Da autista dell’ex presidente di Regione dell’Emilia Romagna Antonio La Forgia a capogruppo del Partito democratico “due volte dimissionario”. La carriera di Marco Monari finisce così, con un passo indietro nel 2013 dal ruolo di capogruppo e una autosospensione dal Pd un anno dopo. Le ragioni? Prima l’inchiesta sulle spese pazze e 30mila euro di pranzi e cene contestate (insieme a 2 notti a Venezia), poi l’audio registrato di nascosto durante una riunione dei capigruppo in Regione in cui dice: “Giornalisti servi della gleba. Gabanelli? Una troia”. E altre frasi che hanno imbarazzato il Partito democratico. Gli inquirenti gli contestano in generale oltre 900mila euro (un terzo di tutta l’inchiesta), anche se nella sua qualità di capogruppo Monari risponde anche per le spese dei suoi colleghi di partito.

A pochi giorni dalle prossime elezioni, tra i corridoi del Pd lo sconforto e la rabbia è tangibile. Nessuno dei Democratici sembra disposto a dargli attenuanti, anche perché – come fanno notare, off the records, diversi esponenti del partito – Monari si è sospeso dal partito ma non dal ruolo di consigliere regionale. Continuerà dunque a vedersi retribuito lo stipendio da consigliere fino alla fine della legislatura, poi, una volta decaduto dal suo ruolo, percepirà arrivato a 60 anni il vitalizio, a cui, a differenza di diversi suoi colleghi del Pd, non ha mai rinunciato (dalla prossima legislatura, ricordiamo, il vitalizio per i consiglieri regionali è stato abolito). “Già ha speso soldi dei contribuenti con spese e cene allucinanti – dicono, a microfoni spenti dal Pd – in più non rinuncia neanche al suo stipendio fino alla fine della legislatura. Sarebbe stato il minimo”. Qualcuno aggiunge: “Lo sapevo che Monari prima o poi ci avrebbe messo nei casini e avevo ragione”.

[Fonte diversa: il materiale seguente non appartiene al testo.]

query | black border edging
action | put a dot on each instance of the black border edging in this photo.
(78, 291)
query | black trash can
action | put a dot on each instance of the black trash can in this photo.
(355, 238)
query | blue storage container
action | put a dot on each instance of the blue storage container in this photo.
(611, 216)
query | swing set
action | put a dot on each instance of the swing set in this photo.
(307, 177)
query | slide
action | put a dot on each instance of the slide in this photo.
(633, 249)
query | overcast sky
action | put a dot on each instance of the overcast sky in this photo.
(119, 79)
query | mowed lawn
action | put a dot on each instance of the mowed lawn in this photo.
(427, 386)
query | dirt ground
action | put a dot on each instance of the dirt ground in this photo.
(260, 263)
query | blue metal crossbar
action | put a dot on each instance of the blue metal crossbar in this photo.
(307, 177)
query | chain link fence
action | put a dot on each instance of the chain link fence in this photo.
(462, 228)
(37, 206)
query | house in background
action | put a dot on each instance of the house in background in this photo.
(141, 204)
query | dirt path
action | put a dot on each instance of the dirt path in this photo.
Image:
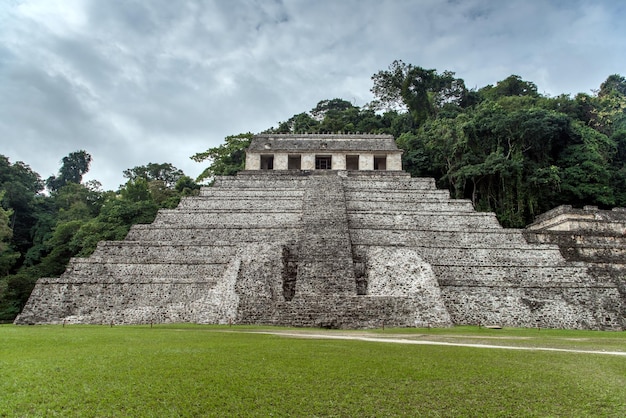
(402, 339)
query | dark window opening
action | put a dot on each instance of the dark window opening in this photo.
(267, 162)
(294, 162)
(352, 162)
(380, 163)
(323, 162)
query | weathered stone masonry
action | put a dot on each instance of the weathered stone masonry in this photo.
(337, 248)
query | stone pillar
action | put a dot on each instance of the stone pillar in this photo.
(394, 162)
(253, 161)
(366, 161)
(280, 161)
(338, 161)
(308, 162)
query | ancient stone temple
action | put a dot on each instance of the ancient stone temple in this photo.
(328, 231)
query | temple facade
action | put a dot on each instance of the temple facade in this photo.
(324, 152)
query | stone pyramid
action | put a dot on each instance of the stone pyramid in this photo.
(329, 248)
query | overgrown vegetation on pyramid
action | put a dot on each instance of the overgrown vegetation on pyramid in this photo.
(328, 231)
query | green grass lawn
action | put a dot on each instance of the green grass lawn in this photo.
(193, 371)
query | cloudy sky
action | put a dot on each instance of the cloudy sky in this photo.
(139, 81)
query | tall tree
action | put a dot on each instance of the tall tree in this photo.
(419, 91)
(226, 159)
(164, 172)
(72, 170)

Ma da dove arriva Marco Monari? La sua parabola nel Pd – ricordano i più stagionati nel partito – nasce quando inizia a fare da portaborse-autista ad Antonio La Forgia, assessore a Bologna dal 1985 al 1990 e poi segretario del Pds (prima comunale poi regionale) dal 1991 al 1996, quando diventa presidente della Regione e poi confluisce nella Margherita. Monari, diplomato e iscritto all’Ordine dei Giornalisti, diventa, nel 2003, alla sua nascita, segretario regionale della Margherita e membro della Direzione nazionale. Tra i fondatori del Partito Democratico dell’Emilia-Romagna, è componente dell’Assemblea nazionale, della Direzione regionale e membro del coordinamento politico regionale del Pd. E’ stato tra i fondatori del movimento “I Democratici” nel 1999, di cui è stato vicecoordinatore regionale. Nel 2005, l’approdo in Regione come consigliere. Viene riconfermato nelle consultazioni regionali del 28-29 marzo 2010, per la Lista “Centro Sinistra per l’Emilia-Romagna” e diventa capogruppo.

Nel Pd, intanto, sale la preoccupazione in vista delle elezioni Regionali. Gli avvisi di fine indagine ai consiglieri dem hanno reso più concreto il rischio di astensionismo e le esternazioni accese, e in seguito l’autosospensione di Monari, hanno aumentato il carico. “La gente, anche la nostra gente” – dicono dai corridoi del Pd – “è stanca e demotivata. La campagna elettorale è fiacca e il comportamento indubbiamente “allegro” dei consiglieri aggrava le cose. C’è il pericolo che gli elettori del Pd non vadano a votare”.